Der Nahverkehr in Lissabon ist sehr guenstig. Eine Fahrkarte fuer 5 Tage kostet nur 14 Euro. Damit kann man sowohl Metro (U-Bahn), Bus und Electrico (Strassenbahn) fahren. Gehoert hier alles zu “Carris”, dem Betreiber des Nahverkehrs. Das Tolle: Auch die Fahrstuehle (Elevador) kann man mit der Karte nutzen. Sie sind echte Touriattraktionen, und dass man dafuer nicht extra zahlen muss, ist extrem erstaunlich.
Die beruehmteste Linie der Electrico ist wohl die Linie 28E. Hier fahren historische Waggons, regelrechte Oldtimer, die jedoch zu Stosszeiten hoffnungslos ueberfuellt sind. Wir stiegen in der Nahe des Praça do Comércio in die 28E. Ich war der Letzte, der noch reinkam, dann war das Ding gerammelt voll. Von nun an winkte die Fahrerin an jeder Haltestelle ab – das Zeichen, dass niemand mehr mitfahren koenne. Leider kamen wir aber so auch nicht raus, weil wir nicht an den Signalknopf rankamen. Egal, liefen wir eben ein paar Schritte mehr.
Wahnsinn: Der Bus scheint in jeden Winkel der Stadt zu fahren. Die Strasse hoch zum Castello de Sao Jorge ist schmal, steil und holprig. Dennoch kraucht auch dort ein kleiner Bus hoch.

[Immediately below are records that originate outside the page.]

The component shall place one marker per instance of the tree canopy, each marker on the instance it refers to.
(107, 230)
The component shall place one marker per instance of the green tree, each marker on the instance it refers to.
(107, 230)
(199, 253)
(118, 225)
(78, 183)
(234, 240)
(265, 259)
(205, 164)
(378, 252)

Das Castelo de Sao Jorge war ein erster echter Hoehepunkt: Hier hat man eine tolle Sicht auf die Stadt. Jede der Mauern laesst sich erklimmen und erkunden, was fuer Leute mit Hoehenangst allerdings problematisch warden koennte. Hier und da fehlen naemlich Gelaender…
Ein so warmes Silvester habe ich noch nie erlebt. Wir sitzen auf dem Castello, schluerfen Milchkaffee und lassen uns die Sonne ins Gesicht scheinen – bei sonnigen 15 Grad. Wir sind im Fruehling – Ende Dezember.

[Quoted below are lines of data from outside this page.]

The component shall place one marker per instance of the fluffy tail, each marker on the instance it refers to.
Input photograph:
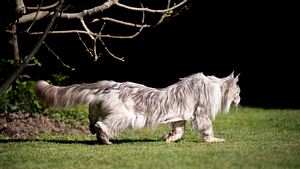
(67, 96)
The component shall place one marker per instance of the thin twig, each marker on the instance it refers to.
(37, 12)
(57, 57)
(87, 49)
(29, 57)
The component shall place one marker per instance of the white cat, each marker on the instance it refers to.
(115, 107)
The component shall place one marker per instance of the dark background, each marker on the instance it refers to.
(254, 39)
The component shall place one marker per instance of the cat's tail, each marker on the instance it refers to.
(67, 96)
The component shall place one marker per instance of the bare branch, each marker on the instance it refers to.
(43, 7)
(29, 57)
(79, 15)
(150, 10)
(57, 57)
(124, 22)
(87, 49)
(87, 29)
(110, 53)
(34, 17)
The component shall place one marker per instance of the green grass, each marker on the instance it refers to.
(255, 138)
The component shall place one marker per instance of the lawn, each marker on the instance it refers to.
(255, 138)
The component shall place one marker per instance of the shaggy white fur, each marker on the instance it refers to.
(115, 106)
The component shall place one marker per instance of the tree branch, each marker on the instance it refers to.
(29, 57)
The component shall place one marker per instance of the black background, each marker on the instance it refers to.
(254, 39)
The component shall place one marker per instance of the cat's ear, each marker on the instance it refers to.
(231, 76)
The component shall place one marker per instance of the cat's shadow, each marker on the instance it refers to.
(86, 142)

Skurril in Lissabon: Die Hausnummernvergabe erfolgte irgendwann mal sehr grosszuegig. Hier scheint mitunter jades Fenster und jeder Torbogen eine eigene Hausnummer zu haben. Die Eingangstueren koennen hier schon mal so niedrig sein, dass selbst ich mich buecken muesste. Oder die Eingaenge sind zugeparkt.

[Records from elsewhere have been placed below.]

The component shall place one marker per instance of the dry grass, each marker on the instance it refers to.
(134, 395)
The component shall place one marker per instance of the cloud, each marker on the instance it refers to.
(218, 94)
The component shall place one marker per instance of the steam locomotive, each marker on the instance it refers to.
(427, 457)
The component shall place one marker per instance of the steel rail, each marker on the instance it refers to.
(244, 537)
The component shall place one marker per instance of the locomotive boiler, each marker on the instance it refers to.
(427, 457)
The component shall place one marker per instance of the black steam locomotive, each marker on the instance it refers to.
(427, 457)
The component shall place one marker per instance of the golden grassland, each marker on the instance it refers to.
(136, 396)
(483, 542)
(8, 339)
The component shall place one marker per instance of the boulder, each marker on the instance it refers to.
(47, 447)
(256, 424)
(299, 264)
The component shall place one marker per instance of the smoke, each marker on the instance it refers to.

Zwischendurch waehnen wir uns in einer anderen Welt: Auf einem Hinterhof sehen wir ploetzlich keine alten Hauser mehr, keine engen Gassen. Sondern es sieht aus wie im Bosnienthemenpark. Lauter Ruinen, Schutt und Freiflaechen. Wie ein Gebiet, dass in allen Plaenen voellig untergegangen ist.

Weiter in die Rua Escolas Gerais, eine schmale Gasse, durch die nur ein Gleis der 28E passt. Diese Strasse findet man auch auf einigen Postkartenmotiven von Lissabon. Wie wir spaeter rausgefunden haben, wohnt genau hier Nina.
Naemlich als wir zur Silvesterparty von Nina und Luis fahren. Weil offenbar die Bahngleise gesperrt sind, faehrt uns anstatt der Electrico ein Bus nach oben in das Viertel.
Es ist das erste Mal, dass ich Nina in Lissabon besuche. Ihre Wohnung liegt genau an der Linie 28E mit Haltestelle direkt vor der Haustuer. Wirklich: Die Bahn haelt, und dann sind es vielleicht noch 10 Schritte bis zur Hausklingel.
An den Tuerschildern steht uebrigens niemals irgendein Namen. Sondern nur: Keller, 1.Stock rechts usw. Man sollte sich diese Angaben also besser merken…

Wenn ich Ninas Tochter Mathilda sprechen hoere, bin ich ja immer ein bisschen neidisch: Sie geht in die 2. Klasse und kann portugiesisch und deutsch. Englisch ist auch drin. Zweisprachig gross zu warden ist definitive ein grosses Geschenk.
Silvester, 23 Uhr: Wir spielen “Uno”, als Deutschland das Jahr 2007 hinter sich laesst. Wir haben bis zum Beginn des Jahres 2008 noch eine Stunde Zeit. Alexander rief uns dann auch aus dem Jahr 2008 in Deutschland ins Jahr 2007 nach Portugal an…
23.30 Uhr: Puenktlich als das Essen fertig ist, muessen wir los. Oder besser: Wir wollen. Den Jahreswechsel wollen wir auf dem Praça do Comércio verbringen.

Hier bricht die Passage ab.